The potential of collagen scaffolds for promoting angiogenesis/arteriogenesis was
studied in vivo by implantation on healthy or cryoinjured left ventricles of rats
up to 60 days post-injury. Blood vessels content and extra-vascular cell infiltration
were evaluated within the collagen scaffold, the cryoinjured areas, and the "border
zones" of the myocardium facing the cryoinjured zones. The collagen cardiac patches
were almost completely absorbed in 60 days and became populated by new arterioles
and capillaries in both intact and cryoinjured heart (arterioles in cryoinjured vs.
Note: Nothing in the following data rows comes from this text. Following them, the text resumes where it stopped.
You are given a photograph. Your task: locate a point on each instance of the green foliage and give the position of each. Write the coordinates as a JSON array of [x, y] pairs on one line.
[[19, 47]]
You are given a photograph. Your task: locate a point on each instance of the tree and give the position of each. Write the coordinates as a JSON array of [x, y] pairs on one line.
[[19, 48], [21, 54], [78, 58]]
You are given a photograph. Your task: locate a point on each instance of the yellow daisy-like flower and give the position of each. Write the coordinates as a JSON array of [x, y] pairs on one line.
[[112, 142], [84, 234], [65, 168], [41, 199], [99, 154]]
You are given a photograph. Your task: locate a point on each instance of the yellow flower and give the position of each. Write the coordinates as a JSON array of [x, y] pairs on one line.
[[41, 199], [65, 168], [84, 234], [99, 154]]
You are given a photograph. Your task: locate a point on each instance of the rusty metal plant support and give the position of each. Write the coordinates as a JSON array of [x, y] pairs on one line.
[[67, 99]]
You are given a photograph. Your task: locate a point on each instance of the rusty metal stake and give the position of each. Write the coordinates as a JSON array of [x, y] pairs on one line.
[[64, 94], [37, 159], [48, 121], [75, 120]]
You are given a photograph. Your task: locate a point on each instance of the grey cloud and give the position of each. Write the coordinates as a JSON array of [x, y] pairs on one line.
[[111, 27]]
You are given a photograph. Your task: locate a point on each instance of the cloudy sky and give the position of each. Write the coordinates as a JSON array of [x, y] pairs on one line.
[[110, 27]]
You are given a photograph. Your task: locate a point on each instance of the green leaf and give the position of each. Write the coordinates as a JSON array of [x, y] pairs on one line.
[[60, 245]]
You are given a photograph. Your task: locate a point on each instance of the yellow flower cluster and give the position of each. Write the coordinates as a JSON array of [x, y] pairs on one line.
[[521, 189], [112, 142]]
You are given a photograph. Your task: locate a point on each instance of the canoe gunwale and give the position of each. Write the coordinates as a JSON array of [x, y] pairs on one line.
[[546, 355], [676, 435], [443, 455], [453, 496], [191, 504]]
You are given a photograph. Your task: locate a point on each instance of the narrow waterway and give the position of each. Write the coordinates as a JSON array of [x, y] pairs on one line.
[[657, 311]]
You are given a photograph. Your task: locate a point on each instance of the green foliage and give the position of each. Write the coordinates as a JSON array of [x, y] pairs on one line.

intact zones were about 2,3-fold higher; capillaries in cryoinjured vs. intact zones
were 1.7-fold higher). Collagen cardiac patches exerted a "trophic" effect on the
organizing granulation tissue that emerged from the wound-healing process, increasing
vessel density of 2.7-fold for arterioles and 4-fold for capillaries. Interstitial
cells in collagen cardiac patches rarely (<1%) expressed cardiogenic stem cells markers
such as Sca-1- or MDR1, whereas markers of neural crest cells GFAP(+)/nestin(+) cells
ranged from 3/30% to 30/70% in collagen cardiac patches placed on intact vs. cryoinjured
heart, respectively. Myofibroblasts and cardiomyocytes (CM) were absent but macrophages
populated the collagen scaffolds even after 60 days from implantation. Western blotting
of collagen cardiac patches after implantation on intact/cryoinjured hearts confirmed
that markers of endothelial and smooth muscle cells, but not of CM, were expressed.
The porous collagen scaffold was able to elicit a powerful angiogenetic and arteriogenetic
response in the intact and cryoinjured hearts, representing an ideal tool for therapeutic
angio-arteriogenesis and a potentially useful substrate for stem cell seeding.